In Greek mythology, Icarus and Daedalus attempt to escape from the island of Crete by constructing wings that were held on using wax. Although Daedalus had warned Icarus not to fly too close to the sun, Icarus did not heed the warning, the wax melted, and Icarus perished. To be an "Icarus" or to "fly too close to the sun" is to fail or be destroyed because of lack of caution or excessive ambition.
For any service provider, moving out of the data center and into the cloud can bring an extensive return on investment – optimizing costs by only paying for what you use has saved some service providers thousands and thousands of dollars each year. If you were perhaps on the fence about the potential cloud return on investment, AWS makes it a point to advertise this savings-promised-land to users whenever possible:
As many in our space will contend, telecom resides in a niche and operates under a different set of (perhaps self-inflicted) rules compared to those web apps that are thriving in the cloud. Telecom apps were born in darkness and molded by the place known as ‘on-prem’ with no thought to the possibility of cloud computing. In contrast, the web apps of today were born in the cloud and built to limitlessly scale (a la web-scale).

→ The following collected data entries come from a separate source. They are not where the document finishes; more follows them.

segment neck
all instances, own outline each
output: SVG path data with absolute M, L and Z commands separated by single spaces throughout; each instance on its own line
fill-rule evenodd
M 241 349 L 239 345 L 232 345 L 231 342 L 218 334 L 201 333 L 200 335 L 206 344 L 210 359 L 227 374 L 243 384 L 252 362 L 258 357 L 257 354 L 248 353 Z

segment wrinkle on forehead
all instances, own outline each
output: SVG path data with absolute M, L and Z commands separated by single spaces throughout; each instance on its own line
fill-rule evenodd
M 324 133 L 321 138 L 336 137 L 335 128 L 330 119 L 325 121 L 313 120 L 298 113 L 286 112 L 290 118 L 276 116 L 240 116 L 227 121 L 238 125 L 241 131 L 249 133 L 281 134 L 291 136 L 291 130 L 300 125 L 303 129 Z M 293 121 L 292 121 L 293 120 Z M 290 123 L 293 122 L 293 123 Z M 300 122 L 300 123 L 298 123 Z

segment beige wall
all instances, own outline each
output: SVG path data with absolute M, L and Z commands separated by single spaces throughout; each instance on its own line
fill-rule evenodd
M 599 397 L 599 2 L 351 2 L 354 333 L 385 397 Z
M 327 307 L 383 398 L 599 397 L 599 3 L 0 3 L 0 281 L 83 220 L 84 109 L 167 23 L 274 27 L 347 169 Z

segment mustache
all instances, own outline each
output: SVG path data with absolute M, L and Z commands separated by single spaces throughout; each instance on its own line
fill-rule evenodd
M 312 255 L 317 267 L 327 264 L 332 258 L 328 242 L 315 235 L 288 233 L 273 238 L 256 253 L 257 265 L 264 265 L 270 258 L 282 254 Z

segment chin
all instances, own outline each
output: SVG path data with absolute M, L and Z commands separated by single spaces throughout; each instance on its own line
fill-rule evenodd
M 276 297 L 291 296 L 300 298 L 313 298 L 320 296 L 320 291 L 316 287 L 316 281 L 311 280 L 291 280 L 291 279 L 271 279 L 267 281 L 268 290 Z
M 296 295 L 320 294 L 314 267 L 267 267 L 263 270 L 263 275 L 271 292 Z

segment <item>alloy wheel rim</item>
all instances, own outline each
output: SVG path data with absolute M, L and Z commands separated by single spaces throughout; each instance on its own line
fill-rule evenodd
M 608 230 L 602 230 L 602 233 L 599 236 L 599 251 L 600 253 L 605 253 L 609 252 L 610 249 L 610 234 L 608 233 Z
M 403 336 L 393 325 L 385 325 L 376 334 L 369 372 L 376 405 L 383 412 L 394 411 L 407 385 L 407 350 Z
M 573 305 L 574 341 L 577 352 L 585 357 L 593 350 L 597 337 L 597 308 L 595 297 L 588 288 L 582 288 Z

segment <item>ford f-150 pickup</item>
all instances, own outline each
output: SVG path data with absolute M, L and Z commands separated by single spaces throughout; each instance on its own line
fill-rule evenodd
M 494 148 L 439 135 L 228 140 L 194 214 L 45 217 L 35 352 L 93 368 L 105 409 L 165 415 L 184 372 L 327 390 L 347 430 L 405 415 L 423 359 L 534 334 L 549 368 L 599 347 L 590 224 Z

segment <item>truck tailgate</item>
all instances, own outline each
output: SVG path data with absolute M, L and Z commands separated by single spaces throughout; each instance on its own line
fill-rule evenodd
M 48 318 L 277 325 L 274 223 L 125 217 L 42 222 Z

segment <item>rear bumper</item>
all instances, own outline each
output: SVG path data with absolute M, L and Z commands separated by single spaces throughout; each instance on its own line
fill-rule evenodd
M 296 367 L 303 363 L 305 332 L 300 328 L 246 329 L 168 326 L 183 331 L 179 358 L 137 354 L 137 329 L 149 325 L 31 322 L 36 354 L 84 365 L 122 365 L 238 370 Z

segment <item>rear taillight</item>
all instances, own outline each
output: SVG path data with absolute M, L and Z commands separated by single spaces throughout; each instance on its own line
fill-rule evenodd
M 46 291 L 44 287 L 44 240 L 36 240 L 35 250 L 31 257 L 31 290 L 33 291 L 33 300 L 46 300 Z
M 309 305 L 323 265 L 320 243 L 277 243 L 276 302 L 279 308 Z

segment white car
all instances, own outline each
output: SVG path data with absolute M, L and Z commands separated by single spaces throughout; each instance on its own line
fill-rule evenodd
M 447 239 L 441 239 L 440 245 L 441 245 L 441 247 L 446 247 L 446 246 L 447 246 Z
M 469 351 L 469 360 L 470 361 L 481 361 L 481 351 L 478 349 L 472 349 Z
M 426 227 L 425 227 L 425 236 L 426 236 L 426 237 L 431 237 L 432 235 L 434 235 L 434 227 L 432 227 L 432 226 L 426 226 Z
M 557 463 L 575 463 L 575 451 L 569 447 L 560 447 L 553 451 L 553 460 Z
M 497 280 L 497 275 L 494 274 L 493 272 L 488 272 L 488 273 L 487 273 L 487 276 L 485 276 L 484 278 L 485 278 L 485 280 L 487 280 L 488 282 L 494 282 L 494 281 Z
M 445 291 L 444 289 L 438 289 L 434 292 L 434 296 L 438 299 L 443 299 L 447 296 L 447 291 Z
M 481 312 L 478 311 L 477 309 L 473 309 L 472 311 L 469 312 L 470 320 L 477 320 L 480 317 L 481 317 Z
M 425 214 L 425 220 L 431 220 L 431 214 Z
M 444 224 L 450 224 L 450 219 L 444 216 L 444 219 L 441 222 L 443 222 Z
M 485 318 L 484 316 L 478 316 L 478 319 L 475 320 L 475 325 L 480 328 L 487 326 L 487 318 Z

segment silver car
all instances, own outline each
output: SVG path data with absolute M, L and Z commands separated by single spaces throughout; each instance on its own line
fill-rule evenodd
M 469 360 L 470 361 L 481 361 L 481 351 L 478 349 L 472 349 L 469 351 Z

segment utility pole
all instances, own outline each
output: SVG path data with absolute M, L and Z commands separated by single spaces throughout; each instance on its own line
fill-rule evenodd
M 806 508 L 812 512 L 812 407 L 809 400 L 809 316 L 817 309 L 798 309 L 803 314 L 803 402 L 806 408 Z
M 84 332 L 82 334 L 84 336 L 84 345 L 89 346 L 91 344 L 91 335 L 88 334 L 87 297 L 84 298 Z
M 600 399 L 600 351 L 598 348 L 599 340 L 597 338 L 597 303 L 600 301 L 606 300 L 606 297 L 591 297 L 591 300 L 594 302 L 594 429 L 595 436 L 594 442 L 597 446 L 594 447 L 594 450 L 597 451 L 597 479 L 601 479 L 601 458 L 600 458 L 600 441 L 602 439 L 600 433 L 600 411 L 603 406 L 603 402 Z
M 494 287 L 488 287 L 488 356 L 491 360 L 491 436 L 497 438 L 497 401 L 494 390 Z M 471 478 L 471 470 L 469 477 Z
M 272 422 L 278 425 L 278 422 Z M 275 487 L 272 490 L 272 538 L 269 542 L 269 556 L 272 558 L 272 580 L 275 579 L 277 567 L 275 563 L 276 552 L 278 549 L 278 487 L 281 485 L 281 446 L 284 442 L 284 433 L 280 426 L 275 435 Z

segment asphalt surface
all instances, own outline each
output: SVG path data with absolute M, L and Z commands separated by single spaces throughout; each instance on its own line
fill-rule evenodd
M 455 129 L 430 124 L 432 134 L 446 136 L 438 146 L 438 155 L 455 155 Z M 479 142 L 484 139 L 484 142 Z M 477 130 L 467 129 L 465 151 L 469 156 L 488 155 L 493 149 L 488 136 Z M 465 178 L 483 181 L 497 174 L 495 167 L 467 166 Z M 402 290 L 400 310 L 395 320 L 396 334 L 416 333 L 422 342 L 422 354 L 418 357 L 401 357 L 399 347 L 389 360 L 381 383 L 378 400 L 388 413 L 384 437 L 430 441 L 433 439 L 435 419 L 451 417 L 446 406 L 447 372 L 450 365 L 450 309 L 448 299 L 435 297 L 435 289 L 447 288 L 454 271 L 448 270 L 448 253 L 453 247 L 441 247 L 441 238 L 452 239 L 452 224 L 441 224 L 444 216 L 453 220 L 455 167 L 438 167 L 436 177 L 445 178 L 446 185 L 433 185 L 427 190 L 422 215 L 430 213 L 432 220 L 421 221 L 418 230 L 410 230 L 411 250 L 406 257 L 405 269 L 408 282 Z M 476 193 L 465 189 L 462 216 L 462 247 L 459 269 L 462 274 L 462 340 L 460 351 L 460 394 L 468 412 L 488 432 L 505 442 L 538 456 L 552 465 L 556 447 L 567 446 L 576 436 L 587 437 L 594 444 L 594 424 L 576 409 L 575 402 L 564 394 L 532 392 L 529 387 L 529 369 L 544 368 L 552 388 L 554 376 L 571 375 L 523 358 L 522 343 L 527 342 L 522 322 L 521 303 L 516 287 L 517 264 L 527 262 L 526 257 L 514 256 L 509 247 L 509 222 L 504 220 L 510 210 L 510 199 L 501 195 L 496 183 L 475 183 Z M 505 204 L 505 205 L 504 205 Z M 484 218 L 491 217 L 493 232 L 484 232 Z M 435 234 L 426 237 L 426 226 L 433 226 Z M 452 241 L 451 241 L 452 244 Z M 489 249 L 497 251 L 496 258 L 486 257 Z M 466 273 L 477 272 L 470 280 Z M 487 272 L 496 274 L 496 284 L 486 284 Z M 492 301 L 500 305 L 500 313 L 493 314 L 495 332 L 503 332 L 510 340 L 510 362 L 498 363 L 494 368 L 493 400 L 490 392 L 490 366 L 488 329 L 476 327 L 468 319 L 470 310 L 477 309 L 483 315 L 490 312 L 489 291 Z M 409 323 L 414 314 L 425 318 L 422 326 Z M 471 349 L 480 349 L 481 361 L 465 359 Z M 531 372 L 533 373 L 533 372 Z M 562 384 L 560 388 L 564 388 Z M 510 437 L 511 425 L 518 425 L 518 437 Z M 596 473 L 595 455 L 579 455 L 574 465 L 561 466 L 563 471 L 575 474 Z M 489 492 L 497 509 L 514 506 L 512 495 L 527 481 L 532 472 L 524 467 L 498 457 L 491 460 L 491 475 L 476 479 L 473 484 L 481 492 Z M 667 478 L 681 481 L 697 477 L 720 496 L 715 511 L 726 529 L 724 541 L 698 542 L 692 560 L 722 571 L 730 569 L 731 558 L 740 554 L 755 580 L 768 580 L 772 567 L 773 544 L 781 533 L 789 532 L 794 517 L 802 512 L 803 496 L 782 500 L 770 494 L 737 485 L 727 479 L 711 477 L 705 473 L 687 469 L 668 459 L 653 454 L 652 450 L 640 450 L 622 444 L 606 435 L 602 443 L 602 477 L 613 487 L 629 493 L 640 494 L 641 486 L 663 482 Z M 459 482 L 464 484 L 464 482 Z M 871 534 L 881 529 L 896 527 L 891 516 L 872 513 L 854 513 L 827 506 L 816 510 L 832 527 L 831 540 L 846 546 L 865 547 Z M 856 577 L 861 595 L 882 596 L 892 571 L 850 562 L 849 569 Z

Theory is fun and scaling real-time communications in theory is simple – components are generic and square Lego-like building blocks that can get scaled up vertically (adding more power to the engine) and/or horizontally (adding more engines to the pool cluster). Scaling ‘just’ happens with more resources being added when needed and removed when done.
Unfortunately, while simple in theory, the reality is not as simple. There are a lot of factors to be considered while scaling. The ‘real’ in real-time communications leaves very little room for error with its somewhat unpredictability. It’s a delicate balance of optimizing costs while expecting the unexpected, where usage spikes can leave customers without service.
Furthermore, there is the concept that not all scaling components are created equal – some components, and even functions of those components, need more resources to do their job. For example, the media server component is responsible for many functions, including conferencing, recording, transcoding, and playing IVR prompts – but each those functions scales very differently. The processing requirements for transcoding, for example, is much different than an IVR play.
While there are many considerations, one final topic for discussion is the concept that scaling of components needs to be service-aware, meaning that components need to have some level of insight as to the type of instance on which they are running. For example, AWS advertises the most significant cost savings can be achieved using its Spot Instances. The adverse effect of using the spot instance type is that it can be taken-away/terminated with only a 2-minute notice. This is plenty of time if proper planning has been done to accommodate the resource being taken away, but perhaps not ideal for some real-time communication functions (i.e., recording). On the flip side, leveraging the disposability of spot instances could be to a solution’s advantage for scaling in. For example, if a conferencing service is using a mix of on-demand and spot instances, the routing algorithm can recognize and route based on the component’s instance type, simplifying a scale-in event.
Here’s the point – don’t be an “Icarus” when it comes to leaving the “island of Crete” (also known as the on-prem data center) for the cloud. Designing telecom real-time communication services that are cloud-scalable is hard and while optimizing costs is possible, it requires thought and not “flying too close to the sun.”